Они еще раз просмотрели материалы дела 1835 года, чтобы выяснить, был ли пистолет, фигурировавший в них в качестве «орудия преступления», похож на тот, который держал в руке стрелявший. Но и это ничего не дало, так как в результате обысков, производимых в квартире Фабиуса с 30 июля 1835 года, были обнаружены несколько пистолетов, различной формы и в хорошем состоянии, каждым из которых могли недавно пользоваться, хотя ничто на это и не указывало. К тому же ни один из этих пистолетов не был описан в протоколах.
Эти примеры наглядно демонстрируют, с какой предусмотрительностью и с какой тщательностью проводились поиски. К ним можно было бы добавить и множество других шагов, но в результате мы лишь напрасно затянули бы наше повествование.
Их усилия ни к чему не приводили. И приходящие из студии новости, которые каждый день получала Женевьева Летурнёр, были столь же неутешительными, как те, мучительное эхо которых молодая женщина передавала Шарлю. Рита, осаждаемая настойчивыми просьбами, одна, противостоявшая всей родне, ушедшая в себя, уже близка была к капитуляции, которая – в зависимости от атак и ее неспособности дать отпор – могла случиться в любой момент. Она передавала Шарлю через посредничество своей подруги безутешные воззвания. Уже готовая сдаться, она уныло сообщила Женевьеве, что вскоре больше не сможет выгадывать время; Шарль с мрачным отчаянием принял эту новость, за которой ему слышалась мольба о помощи: «Скорее! Скорее! Найдите! Завтра будет поздно! Силы у меня на исходе!»
Он больше не виделся с Ритой и боялся с нею видеться. Но мадам Летурнёр нарисовала ему печальный портрет девушки. Она опасалась, как бы все эти беспрестанно терзавшие Риту тревоги и муки не подорвали ее здоровья.
В такой вот атмосфере и прошла свадьба Коломбы. Теперь у Шарля оставался лишь совсем крошечный шанс на спасение, столь слабый, что он едва теплился.
Этот шанс заключался в документах, которые унаследовала от Сезара, своего прадеда, кузина Друэ.

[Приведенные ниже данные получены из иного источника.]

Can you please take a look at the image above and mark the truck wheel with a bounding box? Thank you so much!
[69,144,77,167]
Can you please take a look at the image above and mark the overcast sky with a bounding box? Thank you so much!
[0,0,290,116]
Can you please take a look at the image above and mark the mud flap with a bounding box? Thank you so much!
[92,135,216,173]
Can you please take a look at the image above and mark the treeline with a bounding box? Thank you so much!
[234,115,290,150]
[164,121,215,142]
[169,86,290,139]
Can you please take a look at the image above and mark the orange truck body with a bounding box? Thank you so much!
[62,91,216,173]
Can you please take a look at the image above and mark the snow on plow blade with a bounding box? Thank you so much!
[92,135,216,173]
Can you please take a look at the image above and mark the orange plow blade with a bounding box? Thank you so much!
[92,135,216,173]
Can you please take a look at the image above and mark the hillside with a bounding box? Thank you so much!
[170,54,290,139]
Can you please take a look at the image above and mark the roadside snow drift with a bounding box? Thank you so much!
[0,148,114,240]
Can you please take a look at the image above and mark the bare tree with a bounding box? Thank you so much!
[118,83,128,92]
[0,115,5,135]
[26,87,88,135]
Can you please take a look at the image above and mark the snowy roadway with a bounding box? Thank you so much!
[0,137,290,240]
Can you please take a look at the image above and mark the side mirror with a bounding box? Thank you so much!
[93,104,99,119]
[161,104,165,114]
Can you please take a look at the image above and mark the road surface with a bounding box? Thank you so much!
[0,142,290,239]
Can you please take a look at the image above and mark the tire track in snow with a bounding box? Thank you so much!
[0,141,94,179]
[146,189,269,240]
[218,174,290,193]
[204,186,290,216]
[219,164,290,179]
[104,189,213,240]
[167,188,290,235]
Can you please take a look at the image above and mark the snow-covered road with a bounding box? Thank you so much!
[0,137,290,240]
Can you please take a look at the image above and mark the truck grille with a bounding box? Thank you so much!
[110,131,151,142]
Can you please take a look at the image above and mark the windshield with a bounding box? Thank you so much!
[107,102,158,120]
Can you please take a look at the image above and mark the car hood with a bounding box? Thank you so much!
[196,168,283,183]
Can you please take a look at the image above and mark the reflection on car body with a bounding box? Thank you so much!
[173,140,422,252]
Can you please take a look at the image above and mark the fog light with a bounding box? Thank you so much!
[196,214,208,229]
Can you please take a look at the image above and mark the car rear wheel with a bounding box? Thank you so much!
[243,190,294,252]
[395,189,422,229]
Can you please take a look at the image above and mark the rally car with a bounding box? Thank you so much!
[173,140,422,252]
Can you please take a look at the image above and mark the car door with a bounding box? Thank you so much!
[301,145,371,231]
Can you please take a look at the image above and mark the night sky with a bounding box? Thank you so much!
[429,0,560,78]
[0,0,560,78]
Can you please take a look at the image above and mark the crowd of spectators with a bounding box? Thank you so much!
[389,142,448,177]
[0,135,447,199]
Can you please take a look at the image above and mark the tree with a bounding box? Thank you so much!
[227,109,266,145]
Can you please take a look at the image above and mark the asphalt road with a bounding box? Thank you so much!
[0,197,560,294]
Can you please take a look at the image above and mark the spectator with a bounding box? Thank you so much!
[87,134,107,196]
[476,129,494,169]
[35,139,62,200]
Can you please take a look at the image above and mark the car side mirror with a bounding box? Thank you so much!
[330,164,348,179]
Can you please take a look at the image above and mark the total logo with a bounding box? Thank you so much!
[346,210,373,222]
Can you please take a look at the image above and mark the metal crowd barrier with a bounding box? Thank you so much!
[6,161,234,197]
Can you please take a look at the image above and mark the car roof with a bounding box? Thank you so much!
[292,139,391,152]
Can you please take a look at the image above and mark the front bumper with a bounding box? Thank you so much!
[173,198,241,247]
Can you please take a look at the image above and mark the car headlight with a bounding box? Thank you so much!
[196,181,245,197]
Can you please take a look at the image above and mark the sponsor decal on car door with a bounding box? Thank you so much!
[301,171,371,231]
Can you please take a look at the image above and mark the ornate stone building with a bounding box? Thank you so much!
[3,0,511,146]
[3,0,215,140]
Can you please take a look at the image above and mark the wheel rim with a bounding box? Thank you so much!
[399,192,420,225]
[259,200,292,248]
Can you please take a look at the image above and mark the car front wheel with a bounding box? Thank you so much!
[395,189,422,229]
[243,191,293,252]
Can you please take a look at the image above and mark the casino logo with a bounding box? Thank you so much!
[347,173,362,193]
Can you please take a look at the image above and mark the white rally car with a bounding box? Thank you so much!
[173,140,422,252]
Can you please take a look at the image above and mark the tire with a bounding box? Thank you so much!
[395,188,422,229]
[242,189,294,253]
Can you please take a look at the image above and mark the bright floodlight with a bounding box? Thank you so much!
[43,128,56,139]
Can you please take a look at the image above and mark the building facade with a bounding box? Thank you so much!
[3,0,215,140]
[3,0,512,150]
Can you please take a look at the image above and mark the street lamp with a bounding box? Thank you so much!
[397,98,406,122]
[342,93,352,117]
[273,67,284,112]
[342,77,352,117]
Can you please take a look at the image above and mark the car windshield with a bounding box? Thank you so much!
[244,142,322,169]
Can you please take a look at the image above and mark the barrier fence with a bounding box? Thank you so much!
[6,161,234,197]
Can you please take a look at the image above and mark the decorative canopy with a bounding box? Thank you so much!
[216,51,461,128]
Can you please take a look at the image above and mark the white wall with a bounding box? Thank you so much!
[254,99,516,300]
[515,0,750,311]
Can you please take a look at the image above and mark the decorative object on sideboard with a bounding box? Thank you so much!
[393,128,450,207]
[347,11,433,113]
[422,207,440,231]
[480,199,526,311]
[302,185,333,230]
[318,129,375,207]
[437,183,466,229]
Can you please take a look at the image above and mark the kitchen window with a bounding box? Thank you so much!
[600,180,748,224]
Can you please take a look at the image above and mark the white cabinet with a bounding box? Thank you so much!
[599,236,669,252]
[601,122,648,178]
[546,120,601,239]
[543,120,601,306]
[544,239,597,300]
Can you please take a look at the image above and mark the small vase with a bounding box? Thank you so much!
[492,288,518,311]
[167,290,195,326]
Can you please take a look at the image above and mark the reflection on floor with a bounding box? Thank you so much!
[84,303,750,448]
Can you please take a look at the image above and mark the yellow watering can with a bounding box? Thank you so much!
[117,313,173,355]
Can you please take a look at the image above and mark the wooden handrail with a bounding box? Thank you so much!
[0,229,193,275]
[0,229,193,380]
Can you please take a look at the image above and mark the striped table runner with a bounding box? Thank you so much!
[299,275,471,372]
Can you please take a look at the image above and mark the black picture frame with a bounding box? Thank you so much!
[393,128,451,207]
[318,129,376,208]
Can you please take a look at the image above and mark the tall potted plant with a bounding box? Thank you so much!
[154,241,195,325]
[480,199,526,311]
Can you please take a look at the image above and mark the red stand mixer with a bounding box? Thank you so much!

Шарль знал, что в 1835 году бо́льшая часть семейных бумаг досталась не Люсиль, бабке кузины, а Наполеону, так как Наполеон представлял старшую ветвь и так как в этих вопросах лица мужского пола всегда имели преимущество перед женщинами ввиду того, что именно они являются носителями фамилии и на них лежит ответственность за ее увековечивание. Но какими бы скудными ни были семейные архивы кузины Друэ, быть может, в них все же обнаружился бы случайно какой-нибудь документ, который – каким-нибудь удивительным образом – пролил бы свет на один важный вопрос, до сих пор так и остававшийся без ответа: не имелось ли у Сезара Кристиани других врагов, помимо Ортофьери? Точнее даже, не питал ли к нему ненависть кто-то еще, помимо Фабиуса? Одно из двух: либо убийцей был Фабиус, либо преступник вовсе не принадлежал к роду Ортофьери, так как в 1835 году ни один из представителей семейства Ортофьери, кроме Фабиуса, не годился на роль убийцы в силу возраста. Словом, если убийцей был не Фабиус, его следовало искать либо среди сторонников Ортофьери, либо вообще неведомо где, по всему огромному миру.
Направляемый этой мыслью, Шарль приложил все усилия для того, чтобы обнаружить – особенно в переписке Сезара – некий след спора, разногласий, пусть даже мимолетной ссоры или любого инцидента, способного вызвать смертельную ненависть к Сезару, однако ни один из намеков не привлек внимания Шарля; самый определенный был слишком расплывчатым, так что и в этом отношении его расследования остались столь же неплодотворными, как и во всех прочих. Могли ли бумаги кузины Друэ оказаться более полезными, нежели документы, хранящиеся у старшей ветви? Подобное предположение представлялось весьма сомнительным, но его следовало проверить, поскольку неизвестность таила надежду, пусть и слабую. Шарль увидел кузину Друэ впервые в своей жизни уже в день бракосочетания, в гостиной на улице Турнон. Вид этой удивительной дамы заметно смягчил ту меланхолию, которую у него вызывала необходимость участвовать в подобном празднестве, тогда как все, казалось, способствовало тому, чтобы на неопределенное время отсрочить его собственное счастье.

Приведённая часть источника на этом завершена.